Ral scowled at the staff in his hands, the runes gleaming as he twisted it around to look at them. It seemed that runes were the exception to their ‘protection’.

“Hm. Didn’t even need your help.” Rask shot him a look and a half grin.

The voice returned from the Gate, both men whipping their attention to it. The words came out garbled and all Ral could make out were several angry ‘no’s’ like a child throwing a tantrum over a missing toy. Now that he was free of distractions, he focused on reaching the Great Solvent. Whatever was inside the Gate must have known what he was doing as more tendrils squirmed out of the dark circle of fire. He heard Rask swear and move in place to defend him, but they stood far enough so that the tendrils couldn’t touch them.

“What in sun’s name is that,” Rask muttered. He stood next to Ral now and Ral realized they were now the same height. Has it been that long since they last saw each other? Ral shook his head and returned to the task at hand. He handed his staff back to Rask, who collapsed it and stashed it away.

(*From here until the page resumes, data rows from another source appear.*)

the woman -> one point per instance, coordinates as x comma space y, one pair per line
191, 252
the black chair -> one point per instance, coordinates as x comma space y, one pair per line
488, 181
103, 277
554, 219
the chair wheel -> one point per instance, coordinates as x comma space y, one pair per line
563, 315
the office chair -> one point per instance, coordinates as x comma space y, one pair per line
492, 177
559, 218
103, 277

Find the solute. Grasp it. Squeeze. Kill it. The solute escaped his grasp twice and he had to feel around like a blind man before he finally took a hold of it and forced it apart and it shattered like glass. The Gate closed, leaving behind only the dried horse blood and a giant scorch mark where the dark fire used to be.

With a tension headache forming at the focus needed to close the gate, Ral blearily turned to see the freerunner stare at him, a stunned expression on his face.

“Sun’s mercy, you have a lot to tell me, don’t you, Ral?”

Ral felt like laughing and crying at the same time. “Rask, you have no fucking idea.”